In a front-page story last week in the Los Angeles Times, Pulitzer Prize-winning reporter Bettina Boxall used an oblique structure, gritty detail, and a plethora of conflicting quotes to give a sense of the trouble surrounding a plan to put a massive new straw from the State Water Project into the Sacramento-San Joaquin Delta.
Here's the crux, from UC Davis scientist Jeffrey Mount, who has been calling for action for years now:
"I am uncertain about how this will work out," said UC Davis geology professor Jeffrey Mount, who has repeatedly warned of the delta's vulnerability to a destructive earthquake. "The only certainty I have is that if it doesn't work out, we will all get worse together."
The trouble is, as a reporter, Boxall can hint that things are falling apart — by, for example, focusing on a farmer who won't even allow sampling on his land, so inalterably opposed is he to any such deal — but she can't flat-out say it, because that would be predicting the future, which isn't news.
Dan Walters, a columnist, can flat-out say that things are falling apart. Walters has been covering Sacramento politics for the Bee since I was in college, so when he says that last year's tentative pact between water districts, environmentalists, and state water managers to "fix" the Sacramento-San Joaquin Delta is coming apart at the seams, it behooves us to listen.

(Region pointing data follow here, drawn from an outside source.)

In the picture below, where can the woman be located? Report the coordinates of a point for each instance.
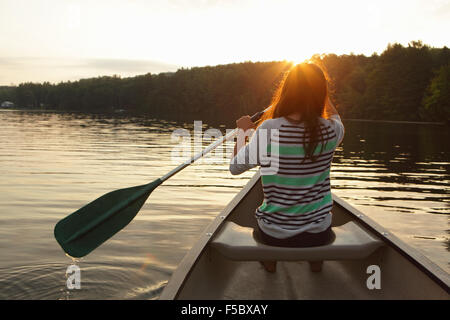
(294, 145)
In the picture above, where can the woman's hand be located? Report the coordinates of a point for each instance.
(245, 123)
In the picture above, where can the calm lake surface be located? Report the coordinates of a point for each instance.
(51, 164)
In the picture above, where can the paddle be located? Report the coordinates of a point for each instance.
(87, 228)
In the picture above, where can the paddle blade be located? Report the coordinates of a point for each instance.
(87, 228)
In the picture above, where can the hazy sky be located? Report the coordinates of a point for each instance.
(60, 40)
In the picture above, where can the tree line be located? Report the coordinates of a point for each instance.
(409, 83)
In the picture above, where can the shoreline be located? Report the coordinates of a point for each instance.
(396, 121)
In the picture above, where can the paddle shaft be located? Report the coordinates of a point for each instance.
(208, 149)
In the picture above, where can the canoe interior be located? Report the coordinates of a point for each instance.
(206, 274)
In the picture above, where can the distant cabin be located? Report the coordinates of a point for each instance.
(7, 104)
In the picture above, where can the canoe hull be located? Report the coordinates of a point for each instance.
(205, 273)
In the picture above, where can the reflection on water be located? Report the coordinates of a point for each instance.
(51, 164)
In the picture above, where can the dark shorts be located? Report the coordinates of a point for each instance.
(304, 239)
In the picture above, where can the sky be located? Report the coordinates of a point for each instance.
(62, 40)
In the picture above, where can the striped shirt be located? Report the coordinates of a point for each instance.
(297, 192)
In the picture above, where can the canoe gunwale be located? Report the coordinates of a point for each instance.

In a recent column, he wrote:
[Jerry] Brown’s plan endorses “a peripheral canal or tunnel” and generally supports the Schwarzenegger plan’s goals, but pointedly does not endorse the bond issue, which has been criticized for its pork barrel aspects and its use of taxpayer-supported bonds to finance water projects, rather than user fees.
Brown’s plan says that “beneficiaries — or users — of water infrastructure projects should pay their share of the costs of those projects. … The projects must be cost-effective and make long-term sense.”

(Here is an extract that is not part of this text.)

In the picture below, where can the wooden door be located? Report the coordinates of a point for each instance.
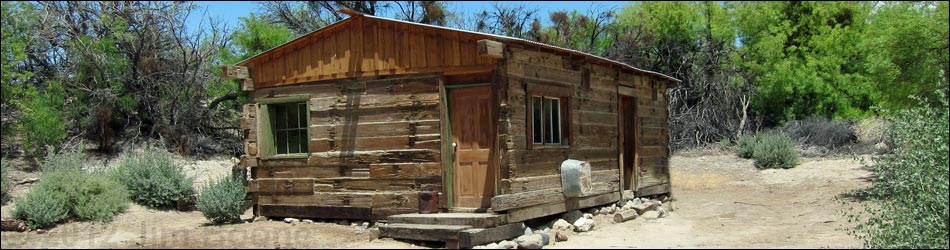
(629, 133)
(473, 174)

Meanwhile, the huge Westlands Water District has pulled out of an effort to resolve the perennial peripheral canal debate called the Bay Delta Conservation Plan, echoing the farmer-environmentalist alliance that killed Brown’s version 28 years ago.
The peripheral canal conflict and the delay in the bond issue imply that the entire Schwarzenegger plan may be collapsing.
Prediction: Jerry Brown is going to be so overwhelmed dealing with the monster state budget deficit he won't even have time to think about building a monster pipe to carry water out of the Delta.
Here's Luis Sinco's image, to go with Boxall's story about the "alternative conveyance."
Tells the story, methinks…a pipe in trouble.